On Sunday evening, ministers decided that there would no longer be restrictions on events during the upcoming Hanukkah festival, although they will be held in accordance with Green Pass regulations. The consumption of food and drinks will be discouraged during performances to facilitate the wearing of the mask.

In addition, mobile vaccination units will be set up during certain performances, as part of the vaccination campaign for children, the Prime Minister’s office said in a statement.

The developments came as Israel prepared to launch a vaccination campaign for children aged 5 to 11 on Tuesday.

With the arrival this weekend of about a million pediatric doses of the Pfizer-BioNTech vaccine, HMOs across the country have started scheduling appointments.

More than 10,000 parents booked slots with the four Israeli health providers over a period of just two hours in the evening, Channel 12 News reported.

There are approximately 1,000,000 children in the target age group.
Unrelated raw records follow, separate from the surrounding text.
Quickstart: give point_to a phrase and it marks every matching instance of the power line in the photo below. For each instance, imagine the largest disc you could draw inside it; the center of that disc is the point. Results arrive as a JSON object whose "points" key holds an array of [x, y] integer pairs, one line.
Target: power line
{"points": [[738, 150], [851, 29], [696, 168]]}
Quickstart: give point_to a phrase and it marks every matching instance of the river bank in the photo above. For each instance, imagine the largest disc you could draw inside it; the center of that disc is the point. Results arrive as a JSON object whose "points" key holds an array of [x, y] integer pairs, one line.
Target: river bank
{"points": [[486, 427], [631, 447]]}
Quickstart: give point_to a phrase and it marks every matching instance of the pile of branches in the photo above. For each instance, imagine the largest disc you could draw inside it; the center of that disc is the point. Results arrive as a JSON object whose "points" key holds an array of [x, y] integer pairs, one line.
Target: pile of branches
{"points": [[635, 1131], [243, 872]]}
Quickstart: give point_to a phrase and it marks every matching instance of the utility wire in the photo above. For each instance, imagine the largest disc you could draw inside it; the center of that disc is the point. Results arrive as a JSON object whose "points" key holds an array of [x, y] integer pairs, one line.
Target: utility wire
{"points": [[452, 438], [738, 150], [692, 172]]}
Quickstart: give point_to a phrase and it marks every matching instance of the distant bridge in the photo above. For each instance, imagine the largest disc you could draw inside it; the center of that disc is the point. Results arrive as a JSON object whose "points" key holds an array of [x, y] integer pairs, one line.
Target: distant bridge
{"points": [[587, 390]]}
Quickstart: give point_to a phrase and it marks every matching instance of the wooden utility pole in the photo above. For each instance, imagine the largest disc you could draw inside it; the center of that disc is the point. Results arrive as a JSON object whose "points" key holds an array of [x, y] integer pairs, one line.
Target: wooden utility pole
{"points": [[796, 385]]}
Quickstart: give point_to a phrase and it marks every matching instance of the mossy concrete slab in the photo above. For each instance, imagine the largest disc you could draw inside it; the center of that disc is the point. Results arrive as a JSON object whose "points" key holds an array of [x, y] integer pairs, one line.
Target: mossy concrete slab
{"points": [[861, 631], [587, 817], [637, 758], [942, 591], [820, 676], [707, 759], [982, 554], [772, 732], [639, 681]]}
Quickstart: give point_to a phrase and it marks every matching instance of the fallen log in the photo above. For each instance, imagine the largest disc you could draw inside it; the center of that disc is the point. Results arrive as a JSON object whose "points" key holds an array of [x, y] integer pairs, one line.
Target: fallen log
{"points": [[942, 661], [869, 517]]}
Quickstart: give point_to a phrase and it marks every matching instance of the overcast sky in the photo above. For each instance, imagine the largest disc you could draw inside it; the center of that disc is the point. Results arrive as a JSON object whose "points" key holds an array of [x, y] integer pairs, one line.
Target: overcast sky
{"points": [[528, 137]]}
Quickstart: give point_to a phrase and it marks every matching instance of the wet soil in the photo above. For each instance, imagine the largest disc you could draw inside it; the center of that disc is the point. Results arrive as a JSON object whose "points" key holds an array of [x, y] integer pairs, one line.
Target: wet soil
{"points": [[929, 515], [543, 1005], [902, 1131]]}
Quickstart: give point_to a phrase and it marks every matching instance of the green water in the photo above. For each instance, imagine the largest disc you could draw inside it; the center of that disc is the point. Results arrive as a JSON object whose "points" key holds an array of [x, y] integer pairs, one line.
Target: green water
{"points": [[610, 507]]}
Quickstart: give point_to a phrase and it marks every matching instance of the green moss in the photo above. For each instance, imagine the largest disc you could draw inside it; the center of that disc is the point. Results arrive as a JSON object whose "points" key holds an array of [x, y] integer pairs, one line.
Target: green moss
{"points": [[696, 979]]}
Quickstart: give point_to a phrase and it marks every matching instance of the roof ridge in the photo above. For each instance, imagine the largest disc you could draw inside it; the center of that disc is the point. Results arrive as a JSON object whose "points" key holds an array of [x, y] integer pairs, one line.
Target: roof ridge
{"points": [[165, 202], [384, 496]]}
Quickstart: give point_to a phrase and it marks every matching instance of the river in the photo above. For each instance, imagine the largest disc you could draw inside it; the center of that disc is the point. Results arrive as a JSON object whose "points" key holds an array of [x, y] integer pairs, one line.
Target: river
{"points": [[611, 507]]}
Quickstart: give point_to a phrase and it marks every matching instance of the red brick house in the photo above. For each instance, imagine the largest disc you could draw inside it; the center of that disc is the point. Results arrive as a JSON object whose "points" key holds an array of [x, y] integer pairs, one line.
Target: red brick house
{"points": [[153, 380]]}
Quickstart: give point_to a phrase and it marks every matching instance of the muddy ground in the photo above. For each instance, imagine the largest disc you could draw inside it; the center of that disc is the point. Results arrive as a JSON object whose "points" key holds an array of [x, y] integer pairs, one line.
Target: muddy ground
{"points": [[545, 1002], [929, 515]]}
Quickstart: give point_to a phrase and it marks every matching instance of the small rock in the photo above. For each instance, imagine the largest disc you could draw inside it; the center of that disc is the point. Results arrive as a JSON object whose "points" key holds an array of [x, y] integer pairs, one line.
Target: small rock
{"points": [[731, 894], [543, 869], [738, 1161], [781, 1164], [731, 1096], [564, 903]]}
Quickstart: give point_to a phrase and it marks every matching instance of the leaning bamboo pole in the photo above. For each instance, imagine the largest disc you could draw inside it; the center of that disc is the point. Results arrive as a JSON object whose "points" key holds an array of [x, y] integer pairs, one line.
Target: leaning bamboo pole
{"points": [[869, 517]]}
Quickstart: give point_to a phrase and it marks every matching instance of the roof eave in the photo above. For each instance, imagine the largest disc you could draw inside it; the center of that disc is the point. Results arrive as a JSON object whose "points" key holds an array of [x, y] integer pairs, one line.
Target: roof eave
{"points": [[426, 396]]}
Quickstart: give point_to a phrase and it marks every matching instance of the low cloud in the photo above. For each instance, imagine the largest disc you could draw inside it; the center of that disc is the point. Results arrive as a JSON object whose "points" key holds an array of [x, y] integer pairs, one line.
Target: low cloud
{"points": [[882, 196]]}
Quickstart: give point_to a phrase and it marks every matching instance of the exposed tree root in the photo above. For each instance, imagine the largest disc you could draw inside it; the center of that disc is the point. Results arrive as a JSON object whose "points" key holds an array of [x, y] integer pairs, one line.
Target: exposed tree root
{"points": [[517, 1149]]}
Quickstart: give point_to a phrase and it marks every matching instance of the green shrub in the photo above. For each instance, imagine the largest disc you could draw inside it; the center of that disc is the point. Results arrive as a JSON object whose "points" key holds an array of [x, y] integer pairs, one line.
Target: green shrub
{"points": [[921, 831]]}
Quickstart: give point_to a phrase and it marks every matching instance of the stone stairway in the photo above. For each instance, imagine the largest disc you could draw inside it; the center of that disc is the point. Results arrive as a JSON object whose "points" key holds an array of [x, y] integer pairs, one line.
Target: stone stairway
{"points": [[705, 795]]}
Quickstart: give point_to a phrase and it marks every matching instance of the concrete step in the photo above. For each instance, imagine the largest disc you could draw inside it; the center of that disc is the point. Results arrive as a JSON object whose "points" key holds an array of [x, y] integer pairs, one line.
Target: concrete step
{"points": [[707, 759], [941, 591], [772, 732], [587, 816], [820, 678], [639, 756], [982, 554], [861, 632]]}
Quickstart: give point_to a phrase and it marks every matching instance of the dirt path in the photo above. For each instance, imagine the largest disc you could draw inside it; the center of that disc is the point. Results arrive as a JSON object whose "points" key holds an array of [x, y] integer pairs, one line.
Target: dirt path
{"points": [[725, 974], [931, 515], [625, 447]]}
The Meuhedet HMO has announced the establishment of a mobile vaccination center in Dizengoff Square in Tel Aviv where parents can bring their children to be vaccinated as of Monday, and without an appointment.

Figures show that nearly half of the new COVID-19 infections detected over the past week have been found in children under the age of 12, according to Channel 12.

Of the 3,180 new cases, 48% were children in that age group, the station reported.

Earlier today, Prime Minister Naftali Bennett warned that Israel was on the brink of a wave of infections among children.

However, Health Minister Nitzan Horowitz, speaking to Channel 12, reassured the public that the country is not entering a large fifth wave of COVID-19 cases, despite concerns that the reproduction number of the virus has climbed to 1.02 in recent days.

Health Minister Nitzan Horowitz speaks at a press conference near Tel Aviv on November 9, 2021 (Avshalom Sassoni / Flash90)

Known as the “R-number,” the number represents the number of people infected on average by each confirmed patient. Any number greater than 1 means the infection is spreading.

“I don’t see this as the start of a fifth wave,” Horowitz told the station, while reiterating the importance of vaccination, noting that the virus can cause serious illness in some children, as well as the effects long-term potential secondary.

Officials fear that many parents are very reluctant to have their children immunized. The government is committed to being open and transparent with all information on children’s vaccines in order to reassure parents.

Speaking to public broadcaster Kan on Sunday morning, Sharon Alroy-Preis, head of public services at the Ministry of Health, estimated that “about half” of parents currently do not want their children to be vaccinated.

“It makes sense that part of the population is undecided and wants more data,” she said.

Pfizer’s first child-size COVID vaccine shipment arrives at Ben-Gurion Airport on November 20, 2021 (Screenshot / Kan)

On Saturday, a shipment of around one million doses of the vaccine was shipped from Leipzig in Germany and landed at Ben-Gurion Airport. It was then taken to Israel’s central distribution point in the city of Modiin. From there, doses are to be sent to vaccination centers across the country, with vaccinations to be administered starting Tuesday.

Pfizer-BioNTech injections for children, each barely one-third the size of adult doses, are packaged differently from adult doses to avoid confusion.

Israel’s approval of the vaccine for children came days after the U.S. Food and Drug Administration granted vaccine approval for the 5-11 age group.

So far, more than 2.6 million children in the United States have been vaccinated, which means about 10% of children there have now received their first dose.